An axiomatic approach to approximation-consistency of triangular fuzzy reciprocal preference relations

Under the assumption of rational economics, the consistency of judgments is one of the important issues in multiple criteria decision making (MCDM) methods. We propose three axiomatic properties of the consistent judgments in relative measurements being considered from the perspective of strict logic and rationality: (A1) the reciprocal property of pairwise comparisons, (A2) the invariance of consistency with respect to permutations of alternatives, and (A3) the robustness of the ranking of alternatives. These properties are further applied to analyze the consistency of the judgments expressed by positive real numbers and triangular fuzzy numbers, respectively. The inconsistency of comparison matrices encountered in the Analytic Hierarchy Process (AHP) can be considered to be the case of weakening the axiomatic property (A3). Fuzzifying the judgments is due to the weakening of axiomatic property (A1).
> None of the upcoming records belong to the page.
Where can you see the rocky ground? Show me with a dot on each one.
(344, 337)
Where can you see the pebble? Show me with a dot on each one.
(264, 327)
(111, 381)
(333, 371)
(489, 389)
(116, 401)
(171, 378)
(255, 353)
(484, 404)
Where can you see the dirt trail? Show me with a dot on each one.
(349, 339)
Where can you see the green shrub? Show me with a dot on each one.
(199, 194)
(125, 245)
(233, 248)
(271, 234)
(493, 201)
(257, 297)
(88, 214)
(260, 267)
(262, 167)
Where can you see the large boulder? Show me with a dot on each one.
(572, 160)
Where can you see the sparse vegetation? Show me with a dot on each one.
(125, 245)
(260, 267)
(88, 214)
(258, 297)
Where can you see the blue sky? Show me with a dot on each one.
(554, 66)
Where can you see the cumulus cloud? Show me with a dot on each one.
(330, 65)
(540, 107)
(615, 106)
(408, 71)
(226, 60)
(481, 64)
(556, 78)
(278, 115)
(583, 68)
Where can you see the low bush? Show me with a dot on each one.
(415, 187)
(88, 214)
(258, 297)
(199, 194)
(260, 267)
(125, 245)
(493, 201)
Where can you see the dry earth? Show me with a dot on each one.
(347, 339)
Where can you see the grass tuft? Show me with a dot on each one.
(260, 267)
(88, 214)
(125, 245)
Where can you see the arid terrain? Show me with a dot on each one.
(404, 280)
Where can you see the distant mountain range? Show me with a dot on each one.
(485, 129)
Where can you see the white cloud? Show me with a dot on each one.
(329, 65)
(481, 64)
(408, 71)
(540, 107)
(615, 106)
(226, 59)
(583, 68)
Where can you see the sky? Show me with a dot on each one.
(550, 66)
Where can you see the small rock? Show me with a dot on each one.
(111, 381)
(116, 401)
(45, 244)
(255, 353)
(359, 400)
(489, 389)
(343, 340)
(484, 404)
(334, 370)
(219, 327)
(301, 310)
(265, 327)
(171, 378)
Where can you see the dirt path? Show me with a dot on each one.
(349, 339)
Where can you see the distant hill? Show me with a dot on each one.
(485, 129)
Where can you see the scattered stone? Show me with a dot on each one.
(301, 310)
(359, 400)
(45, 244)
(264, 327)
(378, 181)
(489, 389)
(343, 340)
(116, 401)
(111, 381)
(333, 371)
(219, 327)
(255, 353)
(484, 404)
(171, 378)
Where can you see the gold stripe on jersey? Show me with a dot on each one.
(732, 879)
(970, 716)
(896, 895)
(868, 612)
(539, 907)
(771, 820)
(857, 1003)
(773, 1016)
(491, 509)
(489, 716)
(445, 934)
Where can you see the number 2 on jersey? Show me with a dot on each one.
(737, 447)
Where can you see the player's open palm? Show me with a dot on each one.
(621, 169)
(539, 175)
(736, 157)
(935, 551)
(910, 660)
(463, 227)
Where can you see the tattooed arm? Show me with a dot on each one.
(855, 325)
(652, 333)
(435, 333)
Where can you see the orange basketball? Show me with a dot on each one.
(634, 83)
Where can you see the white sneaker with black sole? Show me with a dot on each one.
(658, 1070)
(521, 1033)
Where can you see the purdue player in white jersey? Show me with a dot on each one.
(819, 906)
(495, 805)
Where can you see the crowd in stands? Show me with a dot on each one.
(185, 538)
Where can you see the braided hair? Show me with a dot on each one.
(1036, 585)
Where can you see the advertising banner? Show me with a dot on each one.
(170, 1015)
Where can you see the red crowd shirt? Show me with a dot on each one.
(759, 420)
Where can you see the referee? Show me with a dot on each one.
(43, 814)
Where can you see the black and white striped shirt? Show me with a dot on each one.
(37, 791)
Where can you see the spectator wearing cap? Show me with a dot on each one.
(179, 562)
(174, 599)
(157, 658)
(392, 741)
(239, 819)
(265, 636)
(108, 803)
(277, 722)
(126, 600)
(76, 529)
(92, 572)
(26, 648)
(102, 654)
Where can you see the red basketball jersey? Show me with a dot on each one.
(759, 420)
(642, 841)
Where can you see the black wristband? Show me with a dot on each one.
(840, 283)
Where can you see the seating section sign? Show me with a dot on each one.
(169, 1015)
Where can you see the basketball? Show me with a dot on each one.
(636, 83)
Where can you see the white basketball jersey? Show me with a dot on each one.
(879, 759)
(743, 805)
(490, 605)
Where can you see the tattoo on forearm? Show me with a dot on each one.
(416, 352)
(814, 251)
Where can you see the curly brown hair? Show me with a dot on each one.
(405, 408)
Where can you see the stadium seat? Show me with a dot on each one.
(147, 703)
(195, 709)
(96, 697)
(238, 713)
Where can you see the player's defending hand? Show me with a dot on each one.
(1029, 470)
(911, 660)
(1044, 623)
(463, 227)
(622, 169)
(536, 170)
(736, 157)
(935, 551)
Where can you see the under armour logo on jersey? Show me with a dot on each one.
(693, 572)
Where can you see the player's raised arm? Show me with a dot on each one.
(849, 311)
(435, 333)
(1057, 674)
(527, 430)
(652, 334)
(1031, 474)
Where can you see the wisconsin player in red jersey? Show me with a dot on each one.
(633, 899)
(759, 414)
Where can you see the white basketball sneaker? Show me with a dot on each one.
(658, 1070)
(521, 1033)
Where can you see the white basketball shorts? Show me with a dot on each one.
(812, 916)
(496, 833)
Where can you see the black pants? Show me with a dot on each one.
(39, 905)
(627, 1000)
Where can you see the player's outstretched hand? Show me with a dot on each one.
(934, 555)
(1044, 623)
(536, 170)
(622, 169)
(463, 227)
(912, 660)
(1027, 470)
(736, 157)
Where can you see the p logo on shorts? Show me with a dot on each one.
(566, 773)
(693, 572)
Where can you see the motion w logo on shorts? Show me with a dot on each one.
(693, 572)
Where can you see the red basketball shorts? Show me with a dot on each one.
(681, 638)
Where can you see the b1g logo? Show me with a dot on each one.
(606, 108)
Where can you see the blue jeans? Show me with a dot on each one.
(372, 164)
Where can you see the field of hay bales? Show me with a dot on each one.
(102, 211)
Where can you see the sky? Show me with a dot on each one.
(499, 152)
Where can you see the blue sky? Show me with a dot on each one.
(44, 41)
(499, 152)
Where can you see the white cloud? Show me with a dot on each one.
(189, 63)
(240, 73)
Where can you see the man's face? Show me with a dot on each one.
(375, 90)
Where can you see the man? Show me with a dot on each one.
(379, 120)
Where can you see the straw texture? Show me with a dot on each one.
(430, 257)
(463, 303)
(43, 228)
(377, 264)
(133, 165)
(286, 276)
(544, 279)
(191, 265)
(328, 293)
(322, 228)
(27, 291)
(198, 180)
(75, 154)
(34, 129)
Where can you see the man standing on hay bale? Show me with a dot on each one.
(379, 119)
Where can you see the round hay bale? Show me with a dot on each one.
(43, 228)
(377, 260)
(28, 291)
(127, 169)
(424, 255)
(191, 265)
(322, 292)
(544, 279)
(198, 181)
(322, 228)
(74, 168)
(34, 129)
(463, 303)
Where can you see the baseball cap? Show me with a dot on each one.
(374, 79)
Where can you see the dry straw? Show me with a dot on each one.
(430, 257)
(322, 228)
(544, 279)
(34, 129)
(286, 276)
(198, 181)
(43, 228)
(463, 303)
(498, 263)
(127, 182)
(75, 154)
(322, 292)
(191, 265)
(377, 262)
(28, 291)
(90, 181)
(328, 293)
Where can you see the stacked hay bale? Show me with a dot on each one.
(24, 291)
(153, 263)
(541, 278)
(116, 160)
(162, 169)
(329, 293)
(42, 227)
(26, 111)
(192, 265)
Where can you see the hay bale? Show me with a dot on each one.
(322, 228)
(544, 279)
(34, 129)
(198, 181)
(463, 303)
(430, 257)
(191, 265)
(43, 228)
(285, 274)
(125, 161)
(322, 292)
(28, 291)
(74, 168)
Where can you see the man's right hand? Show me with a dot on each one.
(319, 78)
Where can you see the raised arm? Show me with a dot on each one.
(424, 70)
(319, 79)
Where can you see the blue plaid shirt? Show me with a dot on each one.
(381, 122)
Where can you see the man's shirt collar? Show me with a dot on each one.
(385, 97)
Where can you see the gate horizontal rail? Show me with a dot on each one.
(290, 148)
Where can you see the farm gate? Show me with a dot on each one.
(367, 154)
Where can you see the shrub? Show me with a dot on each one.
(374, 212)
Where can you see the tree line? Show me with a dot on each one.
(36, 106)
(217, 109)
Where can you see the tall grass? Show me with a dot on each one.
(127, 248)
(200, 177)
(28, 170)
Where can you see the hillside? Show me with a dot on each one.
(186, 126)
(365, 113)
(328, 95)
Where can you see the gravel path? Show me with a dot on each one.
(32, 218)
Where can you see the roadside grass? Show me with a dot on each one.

A method of weakening the axiomatic properties for triangular fuzzy reciprocal matrices is proposed and a new concept of approximation-consistency is put forward to distinguish from the typical consistency. By considering the permutations of alternatives, an illustrative example is presented to show the use of the proposed procedures for solving the decision making problems with triangular fuzzy reciprocal preference relations.